The hypervisor runs through the host operating system. The
hypervisor manages resources through the host operating system rather than
being able to directly manage these resources.
This type of virtualisation is very useful for temporary instances of machines, which would otherwise need to be placed on another physical machine. This approach in particular can be used to do live forensics on a revert-able disk image.
This approach is less efficient than type-1, and relies upon the interoperability that the host OS provides. For example a host OS, in some circumstances, may not passthrough the CPU’s virtualisation suites. Causing the hypervisor to rely on software emulation.
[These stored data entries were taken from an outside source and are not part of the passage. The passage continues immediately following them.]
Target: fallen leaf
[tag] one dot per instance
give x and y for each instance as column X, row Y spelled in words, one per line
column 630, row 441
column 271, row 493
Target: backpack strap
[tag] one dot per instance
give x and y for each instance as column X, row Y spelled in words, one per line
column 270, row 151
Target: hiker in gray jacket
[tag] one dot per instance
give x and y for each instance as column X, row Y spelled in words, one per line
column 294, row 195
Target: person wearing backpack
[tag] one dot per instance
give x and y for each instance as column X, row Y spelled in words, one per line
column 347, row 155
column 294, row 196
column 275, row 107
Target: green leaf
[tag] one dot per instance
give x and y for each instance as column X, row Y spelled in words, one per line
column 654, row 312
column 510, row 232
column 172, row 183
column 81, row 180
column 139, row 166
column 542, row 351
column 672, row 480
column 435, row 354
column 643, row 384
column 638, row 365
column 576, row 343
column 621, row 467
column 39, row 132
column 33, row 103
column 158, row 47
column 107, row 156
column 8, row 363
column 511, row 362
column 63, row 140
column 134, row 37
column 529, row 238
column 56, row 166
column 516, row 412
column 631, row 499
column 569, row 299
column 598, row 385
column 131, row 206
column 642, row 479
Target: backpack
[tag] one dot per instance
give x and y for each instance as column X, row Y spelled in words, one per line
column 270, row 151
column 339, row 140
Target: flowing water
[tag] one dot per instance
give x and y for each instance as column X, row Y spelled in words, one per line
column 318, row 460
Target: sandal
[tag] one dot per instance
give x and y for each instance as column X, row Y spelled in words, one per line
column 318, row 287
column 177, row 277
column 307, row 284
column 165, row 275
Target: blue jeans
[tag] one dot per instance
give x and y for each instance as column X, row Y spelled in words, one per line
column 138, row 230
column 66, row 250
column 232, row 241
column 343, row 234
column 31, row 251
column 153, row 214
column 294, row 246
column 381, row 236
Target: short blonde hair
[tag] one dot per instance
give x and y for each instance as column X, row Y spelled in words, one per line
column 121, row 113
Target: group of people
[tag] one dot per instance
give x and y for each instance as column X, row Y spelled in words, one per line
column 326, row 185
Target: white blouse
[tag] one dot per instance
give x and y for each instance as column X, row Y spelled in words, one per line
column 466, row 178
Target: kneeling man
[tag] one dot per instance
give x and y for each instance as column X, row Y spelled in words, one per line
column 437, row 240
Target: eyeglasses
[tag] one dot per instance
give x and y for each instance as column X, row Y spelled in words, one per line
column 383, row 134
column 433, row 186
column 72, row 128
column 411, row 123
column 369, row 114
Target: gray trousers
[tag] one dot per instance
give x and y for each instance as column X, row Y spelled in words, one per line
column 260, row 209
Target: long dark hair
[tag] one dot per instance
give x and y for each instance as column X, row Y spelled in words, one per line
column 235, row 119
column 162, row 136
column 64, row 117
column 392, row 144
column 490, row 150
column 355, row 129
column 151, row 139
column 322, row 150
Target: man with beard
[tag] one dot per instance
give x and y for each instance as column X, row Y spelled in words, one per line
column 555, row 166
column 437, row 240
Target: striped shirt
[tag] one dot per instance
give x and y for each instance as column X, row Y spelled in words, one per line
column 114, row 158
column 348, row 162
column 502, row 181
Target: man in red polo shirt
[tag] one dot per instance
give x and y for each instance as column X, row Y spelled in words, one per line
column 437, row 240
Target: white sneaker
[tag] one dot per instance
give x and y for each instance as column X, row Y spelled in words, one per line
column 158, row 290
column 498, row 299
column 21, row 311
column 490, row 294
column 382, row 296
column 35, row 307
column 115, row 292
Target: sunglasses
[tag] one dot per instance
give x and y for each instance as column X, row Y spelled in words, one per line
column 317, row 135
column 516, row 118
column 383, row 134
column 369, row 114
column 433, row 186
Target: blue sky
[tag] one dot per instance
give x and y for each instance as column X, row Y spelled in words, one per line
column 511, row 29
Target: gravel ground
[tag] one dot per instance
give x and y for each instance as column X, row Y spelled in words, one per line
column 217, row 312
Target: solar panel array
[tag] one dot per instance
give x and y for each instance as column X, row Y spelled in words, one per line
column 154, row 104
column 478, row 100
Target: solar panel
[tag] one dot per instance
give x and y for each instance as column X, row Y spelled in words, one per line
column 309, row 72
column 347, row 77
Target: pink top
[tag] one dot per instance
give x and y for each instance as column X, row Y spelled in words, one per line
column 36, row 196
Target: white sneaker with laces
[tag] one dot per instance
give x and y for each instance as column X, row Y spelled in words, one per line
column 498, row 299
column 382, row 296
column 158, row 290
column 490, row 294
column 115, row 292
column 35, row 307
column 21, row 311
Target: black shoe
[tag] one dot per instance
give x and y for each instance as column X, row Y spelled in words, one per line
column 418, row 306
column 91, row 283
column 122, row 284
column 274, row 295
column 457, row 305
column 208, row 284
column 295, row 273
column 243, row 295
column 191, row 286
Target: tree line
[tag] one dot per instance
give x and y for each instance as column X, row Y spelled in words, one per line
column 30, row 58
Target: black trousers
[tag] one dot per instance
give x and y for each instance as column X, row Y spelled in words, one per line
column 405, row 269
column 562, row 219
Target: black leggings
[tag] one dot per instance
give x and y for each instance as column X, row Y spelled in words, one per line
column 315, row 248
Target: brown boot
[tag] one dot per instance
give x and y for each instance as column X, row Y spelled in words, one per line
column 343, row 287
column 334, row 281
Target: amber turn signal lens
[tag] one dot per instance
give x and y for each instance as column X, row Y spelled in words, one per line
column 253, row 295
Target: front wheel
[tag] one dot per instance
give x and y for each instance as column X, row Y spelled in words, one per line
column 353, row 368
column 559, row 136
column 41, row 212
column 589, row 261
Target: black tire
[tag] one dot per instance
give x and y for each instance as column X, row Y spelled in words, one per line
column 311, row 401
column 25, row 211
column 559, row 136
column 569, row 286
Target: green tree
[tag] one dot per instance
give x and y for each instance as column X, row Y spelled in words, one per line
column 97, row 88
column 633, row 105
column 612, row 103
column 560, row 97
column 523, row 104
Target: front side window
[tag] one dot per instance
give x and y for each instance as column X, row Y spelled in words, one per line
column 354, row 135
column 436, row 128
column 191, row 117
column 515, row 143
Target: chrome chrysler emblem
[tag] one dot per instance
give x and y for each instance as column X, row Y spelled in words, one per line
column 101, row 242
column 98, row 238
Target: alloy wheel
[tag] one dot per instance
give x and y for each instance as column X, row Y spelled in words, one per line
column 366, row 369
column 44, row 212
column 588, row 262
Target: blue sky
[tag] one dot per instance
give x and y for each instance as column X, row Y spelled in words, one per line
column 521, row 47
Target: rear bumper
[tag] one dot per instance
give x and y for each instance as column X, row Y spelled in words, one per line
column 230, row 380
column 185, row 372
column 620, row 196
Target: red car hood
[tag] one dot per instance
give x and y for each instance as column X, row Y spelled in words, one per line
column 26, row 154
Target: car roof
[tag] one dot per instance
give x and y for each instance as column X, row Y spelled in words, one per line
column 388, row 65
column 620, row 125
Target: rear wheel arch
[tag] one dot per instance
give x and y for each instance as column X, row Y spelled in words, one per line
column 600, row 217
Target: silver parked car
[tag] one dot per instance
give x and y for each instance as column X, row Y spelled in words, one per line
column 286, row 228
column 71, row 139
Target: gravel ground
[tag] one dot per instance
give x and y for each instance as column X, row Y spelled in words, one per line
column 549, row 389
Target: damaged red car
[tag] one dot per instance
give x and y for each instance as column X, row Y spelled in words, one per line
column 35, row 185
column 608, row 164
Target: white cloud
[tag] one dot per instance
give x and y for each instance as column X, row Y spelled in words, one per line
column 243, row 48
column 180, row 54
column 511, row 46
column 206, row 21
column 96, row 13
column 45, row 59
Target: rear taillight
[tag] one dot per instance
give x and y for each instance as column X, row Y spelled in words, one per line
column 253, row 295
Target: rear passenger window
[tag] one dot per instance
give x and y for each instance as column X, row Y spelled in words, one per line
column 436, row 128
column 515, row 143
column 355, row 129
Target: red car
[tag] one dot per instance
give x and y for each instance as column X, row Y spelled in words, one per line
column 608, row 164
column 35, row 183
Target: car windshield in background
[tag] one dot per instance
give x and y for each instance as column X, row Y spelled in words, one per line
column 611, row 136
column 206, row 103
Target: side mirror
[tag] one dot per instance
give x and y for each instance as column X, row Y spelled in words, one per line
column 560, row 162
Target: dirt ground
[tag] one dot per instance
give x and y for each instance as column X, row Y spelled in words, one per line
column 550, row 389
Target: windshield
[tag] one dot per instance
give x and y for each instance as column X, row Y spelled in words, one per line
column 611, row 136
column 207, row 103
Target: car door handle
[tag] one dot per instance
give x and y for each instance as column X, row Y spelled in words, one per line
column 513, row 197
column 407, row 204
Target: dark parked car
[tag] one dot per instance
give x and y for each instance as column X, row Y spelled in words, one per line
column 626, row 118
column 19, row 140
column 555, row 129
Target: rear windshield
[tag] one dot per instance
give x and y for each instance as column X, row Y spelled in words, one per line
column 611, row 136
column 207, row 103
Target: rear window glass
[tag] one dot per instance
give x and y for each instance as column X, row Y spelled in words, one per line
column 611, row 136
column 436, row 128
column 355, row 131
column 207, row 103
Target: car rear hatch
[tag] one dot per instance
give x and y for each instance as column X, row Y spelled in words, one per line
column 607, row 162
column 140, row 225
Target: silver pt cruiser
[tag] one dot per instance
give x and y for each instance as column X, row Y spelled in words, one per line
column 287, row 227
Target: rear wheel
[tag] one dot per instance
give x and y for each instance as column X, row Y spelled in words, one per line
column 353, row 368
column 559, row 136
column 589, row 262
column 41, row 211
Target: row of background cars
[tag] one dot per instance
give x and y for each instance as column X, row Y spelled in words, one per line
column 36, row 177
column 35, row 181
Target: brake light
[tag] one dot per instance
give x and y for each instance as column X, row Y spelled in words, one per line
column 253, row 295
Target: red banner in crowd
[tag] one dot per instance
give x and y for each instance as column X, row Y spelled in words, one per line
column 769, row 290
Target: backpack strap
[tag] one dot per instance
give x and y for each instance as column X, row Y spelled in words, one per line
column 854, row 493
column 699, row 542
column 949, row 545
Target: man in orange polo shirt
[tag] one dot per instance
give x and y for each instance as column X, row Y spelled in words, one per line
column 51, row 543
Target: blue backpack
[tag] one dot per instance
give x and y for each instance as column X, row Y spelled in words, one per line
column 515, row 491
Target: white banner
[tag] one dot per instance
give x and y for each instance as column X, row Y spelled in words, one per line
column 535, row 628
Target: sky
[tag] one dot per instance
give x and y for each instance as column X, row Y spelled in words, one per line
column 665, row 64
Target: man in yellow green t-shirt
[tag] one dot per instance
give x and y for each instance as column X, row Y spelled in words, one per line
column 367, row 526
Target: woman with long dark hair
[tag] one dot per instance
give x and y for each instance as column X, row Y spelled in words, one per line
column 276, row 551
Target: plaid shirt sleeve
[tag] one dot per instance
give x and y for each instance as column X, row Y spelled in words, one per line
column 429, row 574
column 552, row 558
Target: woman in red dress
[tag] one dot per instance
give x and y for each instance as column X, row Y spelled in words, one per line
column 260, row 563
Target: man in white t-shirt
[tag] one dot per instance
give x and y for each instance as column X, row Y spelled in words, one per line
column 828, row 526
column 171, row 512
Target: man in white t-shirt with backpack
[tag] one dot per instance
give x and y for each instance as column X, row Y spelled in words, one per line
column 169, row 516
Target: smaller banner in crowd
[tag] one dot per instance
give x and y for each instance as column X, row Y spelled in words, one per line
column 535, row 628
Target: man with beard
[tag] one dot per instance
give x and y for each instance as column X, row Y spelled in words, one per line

Virtualisation Implementation
So if a VM is supposed to work as if it were it’s own dedicated machine, how does the host hypervisor support this?
Virtual Cores
Each VM is assigned virtual cores (vCPU) upon creation. Each
of these is (usually) a virtualised thread of host CPU execution managed by the
hypervisor. In a hypervisor such as ESXi, the inbuilt resource scheduler
spreads workload over the physical CPU by taking into account vCPU workload,
and allocating physical CPU time to these vCPU’s as needed.
As such an underutilised internal http website VM would be given less physical CPU time, than an intensive video encoding VM running on the same host. These VM’s should still be given the physical CPU time needed to complete their executions, but would be able to share the resources of a capable host system.
Types of Virtualisation
No Virtualisation
An example diagram of requests to the hardware in the normal
scenario without virtualisation.
Full Virtualisation
Full virtualisation emulates all instructions sent to the physical CPU by the VM. This is very performance intensive as binary translation is needed for VM OS requests.
Full virtualisation is mainly used in host based virtualisation.
Paravirtualisation
Paravirtualisation lets most instructions run directly on the hardware of the host machine without emulation. The only instructions that are changed are non-virtualisable instructions, these are replaced with hypercalls that communicate directly with the hypervisor. The hypervisor will also provide other hypercall interfaces to the VM such as memory management, interrupt handling and timekeeping.
This involves the modification of the VM OS to handle all, non-privileged but still sensitive instructions. As the OS needs to be modified, any OS’s which are unmodifiable are not compatible with Paravirtualisation.
Hardware Assisted Virtualisation
Hardware enhancements from AMD and Intel assist in the virtualisation process. Technologies such as VT-x (Intel) and AMD-v (AMD), allow the hypervisor to run in a root mode. Privileged and sensitive calls are automatically trapped by these technologies, removing the necessity of either binary translation or Paravirtualisation.
In 2008 under some workloads, hardware assisted
virtualisation performed worse than binary translation. As of writing, intel
boasts that the VT-x technology is as fast as native CPU utilisation.
Available since 2006, hardware assisted virtualisation
enhancements are used by VMware, Microsoft, Parallels and Xen, to name a few.